Thursday, November 23, 2017

Philly’s wild turkeys: Where they’ve been spotted

Anna Orso provides this timely piece in today's Billy Penn:
They were spotted waddling around West Philly earlier this year, not far from Penn’s campus. They’ve been seen in small flocks in Northeast Philly, especially around Pennypack Park. And across the city at random times, wild turkeys have been pecking and scratching away at parked cars, perplexed by their own reflections.
Look, sometimes you’ll just see wild turkeys meandering through Philadelphia streets, like this one spotted window shopping in the Northeast over the weekend — just in time for Thanksgiving.
“We have a whole lot of park land here, 9,000 acres of Fairmount Park,” said Jerry Czech, a wildlife conservation officer with the Pennsylvania Game Commission. “So people think ‘where’s this wildlife come from?’ [Wild turkeys] don’t have lines that differentiate and tell them ‘I don’t belong here.'”
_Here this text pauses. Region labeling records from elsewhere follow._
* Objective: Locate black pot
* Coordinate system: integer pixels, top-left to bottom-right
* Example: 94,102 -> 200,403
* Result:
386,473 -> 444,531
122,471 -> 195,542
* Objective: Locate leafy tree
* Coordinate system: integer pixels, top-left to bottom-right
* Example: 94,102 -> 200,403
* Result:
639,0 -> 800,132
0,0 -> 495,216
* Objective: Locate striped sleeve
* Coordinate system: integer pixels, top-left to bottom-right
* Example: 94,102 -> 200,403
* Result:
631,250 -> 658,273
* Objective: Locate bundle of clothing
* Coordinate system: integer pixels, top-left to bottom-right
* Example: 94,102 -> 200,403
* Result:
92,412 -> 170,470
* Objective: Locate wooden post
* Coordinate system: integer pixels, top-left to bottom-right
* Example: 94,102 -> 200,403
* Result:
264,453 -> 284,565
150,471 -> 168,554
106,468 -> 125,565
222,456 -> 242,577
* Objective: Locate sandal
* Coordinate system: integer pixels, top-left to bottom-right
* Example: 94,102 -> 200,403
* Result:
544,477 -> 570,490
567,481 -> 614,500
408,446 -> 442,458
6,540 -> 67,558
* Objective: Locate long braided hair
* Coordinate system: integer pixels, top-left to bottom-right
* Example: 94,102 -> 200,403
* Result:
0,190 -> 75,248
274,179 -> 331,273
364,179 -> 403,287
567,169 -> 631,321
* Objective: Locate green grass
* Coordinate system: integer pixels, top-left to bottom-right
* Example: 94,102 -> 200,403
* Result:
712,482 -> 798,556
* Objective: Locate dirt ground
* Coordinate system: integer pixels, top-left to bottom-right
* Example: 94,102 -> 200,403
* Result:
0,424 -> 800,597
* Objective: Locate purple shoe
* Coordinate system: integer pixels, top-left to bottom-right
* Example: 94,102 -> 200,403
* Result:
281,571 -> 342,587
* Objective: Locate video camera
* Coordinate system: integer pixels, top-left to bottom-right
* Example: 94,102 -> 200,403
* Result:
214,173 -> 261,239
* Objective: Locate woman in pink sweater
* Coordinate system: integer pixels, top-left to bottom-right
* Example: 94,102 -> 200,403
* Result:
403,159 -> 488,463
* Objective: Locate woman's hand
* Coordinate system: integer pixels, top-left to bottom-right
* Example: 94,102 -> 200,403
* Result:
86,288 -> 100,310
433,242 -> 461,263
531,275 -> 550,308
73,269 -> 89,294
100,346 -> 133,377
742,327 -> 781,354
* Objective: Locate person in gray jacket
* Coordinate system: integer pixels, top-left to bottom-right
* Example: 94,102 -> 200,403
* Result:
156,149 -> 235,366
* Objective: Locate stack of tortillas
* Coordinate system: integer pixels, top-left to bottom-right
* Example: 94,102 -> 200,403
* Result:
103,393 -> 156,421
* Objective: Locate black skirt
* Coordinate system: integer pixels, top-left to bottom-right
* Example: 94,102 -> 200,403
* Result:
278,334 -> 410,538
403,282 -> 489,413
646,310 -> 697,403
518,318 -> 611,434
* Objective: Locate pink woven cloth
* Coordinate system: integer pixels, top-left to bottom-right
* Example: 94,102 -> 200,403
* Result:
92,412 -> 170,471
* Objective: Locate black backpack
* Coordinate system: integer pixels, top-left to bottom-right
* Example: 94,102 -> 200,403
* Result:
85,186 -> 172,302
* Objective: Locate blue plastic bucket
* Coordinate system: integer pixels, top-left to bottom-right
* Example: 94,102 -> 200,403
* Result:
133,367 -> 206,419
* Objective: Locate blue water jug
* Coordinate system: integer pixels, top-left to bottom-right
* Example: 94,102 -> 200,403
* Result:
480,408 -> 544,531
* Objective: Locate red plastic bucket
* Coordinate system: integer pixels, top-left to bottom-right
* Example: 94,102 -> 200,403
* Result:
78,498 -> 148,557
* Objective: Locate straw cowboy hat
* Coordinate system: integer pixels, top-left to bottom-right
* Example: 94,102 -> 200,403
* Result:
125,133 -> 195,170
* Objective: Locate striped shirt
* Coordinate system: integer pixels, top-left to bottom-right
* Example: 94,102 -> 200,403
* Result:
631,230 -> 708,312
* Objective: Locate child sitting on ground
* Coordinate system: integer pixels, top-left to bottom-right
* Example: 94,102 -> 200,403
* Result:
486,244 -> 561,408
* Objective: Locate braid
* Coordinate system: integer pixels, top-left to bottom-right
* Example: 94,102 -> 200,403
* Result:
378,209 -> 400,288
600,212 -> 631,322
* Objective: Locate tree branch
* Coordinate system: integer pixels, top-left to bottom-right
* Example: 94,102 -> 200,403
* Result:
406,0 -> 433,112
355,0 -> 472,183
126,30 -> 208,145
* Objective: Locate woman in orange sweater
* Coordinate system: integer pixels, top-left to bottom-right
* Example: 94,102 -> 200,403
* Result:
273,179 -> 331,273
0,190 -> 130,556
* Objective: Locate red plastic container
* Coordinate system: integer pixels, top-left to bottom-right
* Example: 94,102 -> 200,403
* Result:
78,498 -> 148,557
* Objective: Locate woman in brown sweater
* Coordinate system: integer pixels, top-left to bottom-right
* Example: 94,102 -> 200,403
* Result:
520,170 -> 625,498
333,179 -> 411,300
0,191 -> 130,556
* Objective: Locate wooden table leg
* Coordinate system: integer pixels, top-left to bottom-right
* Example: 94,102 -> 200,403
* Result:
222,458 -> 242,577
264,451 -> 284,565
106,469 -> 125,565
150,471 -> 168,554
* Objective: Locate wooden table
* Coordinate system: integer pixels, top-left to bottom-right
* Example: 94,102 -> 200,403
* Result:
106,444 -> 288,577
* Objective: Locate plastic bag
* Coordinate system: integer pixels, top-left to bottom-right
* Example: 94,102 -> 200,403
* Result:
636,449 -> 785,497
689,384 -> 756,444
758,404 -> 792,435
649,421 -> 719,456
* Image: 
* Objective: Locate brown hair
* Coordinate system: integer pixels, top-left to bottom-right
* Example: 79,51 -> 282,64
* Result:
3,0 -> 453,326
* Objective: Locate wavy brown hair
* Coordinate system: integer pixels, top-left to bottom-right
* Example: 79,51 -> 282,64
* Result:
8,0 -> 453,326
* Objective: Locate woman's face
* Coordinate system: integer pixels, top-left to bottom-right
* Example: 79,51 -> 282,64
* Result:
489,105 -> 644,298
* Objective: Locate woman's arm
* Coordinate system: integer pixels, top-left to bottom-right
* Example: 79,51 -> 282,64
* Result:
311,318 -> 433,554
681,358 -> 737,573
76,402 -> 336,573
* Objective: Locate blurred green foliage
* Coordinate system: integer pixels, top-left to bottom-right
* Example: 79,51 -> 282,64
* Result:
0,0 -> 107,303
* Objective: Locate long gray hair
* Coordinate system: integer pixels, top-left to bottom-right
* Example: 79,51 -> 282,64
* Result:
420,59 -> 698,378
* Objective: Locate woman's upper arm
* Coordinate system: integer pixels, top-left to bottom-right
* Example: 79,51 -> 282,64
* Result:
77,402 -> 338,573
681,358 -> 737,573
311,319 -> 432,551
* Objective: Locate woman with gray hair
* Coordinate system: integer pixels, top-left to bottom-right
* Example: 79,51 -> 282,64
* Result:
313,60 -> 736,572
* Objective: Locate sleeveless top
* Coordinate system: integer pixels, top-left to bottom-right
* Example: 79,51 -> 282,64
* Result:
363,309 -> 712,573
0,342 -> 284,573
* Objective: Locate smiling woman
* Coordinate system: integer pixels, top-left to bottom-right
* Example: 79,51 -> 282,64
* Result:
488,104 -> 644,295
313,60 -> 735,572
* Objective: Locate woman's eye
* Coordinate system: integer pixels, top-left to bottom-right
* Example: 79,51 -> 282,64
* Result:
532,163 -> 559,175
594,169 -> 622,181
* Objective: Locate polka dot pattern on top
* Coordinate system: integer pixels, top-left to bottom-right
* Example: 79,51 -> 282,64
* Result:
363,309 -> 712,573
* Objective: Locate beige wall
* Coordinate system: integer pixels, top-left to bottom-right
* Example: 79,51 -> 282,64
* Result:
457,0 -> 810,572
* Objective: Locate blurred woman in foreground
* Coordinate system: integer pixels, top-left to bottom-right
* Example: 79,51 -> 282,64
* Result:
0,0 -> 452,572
These guys have been around for awhile. In 1683, William Penn wrote in a letter to the Earl of Sunderland: “Turkeys of the wood, I have had of 40- and 50-pound weight.” He was probably exaggerating. Ben Franklin was also a big fan of wild turkeys, calling them “birds of courage” (but probably not wanting them to be the national bird).
So over the years, they’ve wandered the city. Czech says he’s fielded reports of wild turkeys being spotted in West Philly — especially in the Cobb’s Creek area, anywhere in the Northeast near Pennypack Park, the Northeast Philly Airport as well as the Schuylkill Center in the Roxborough area.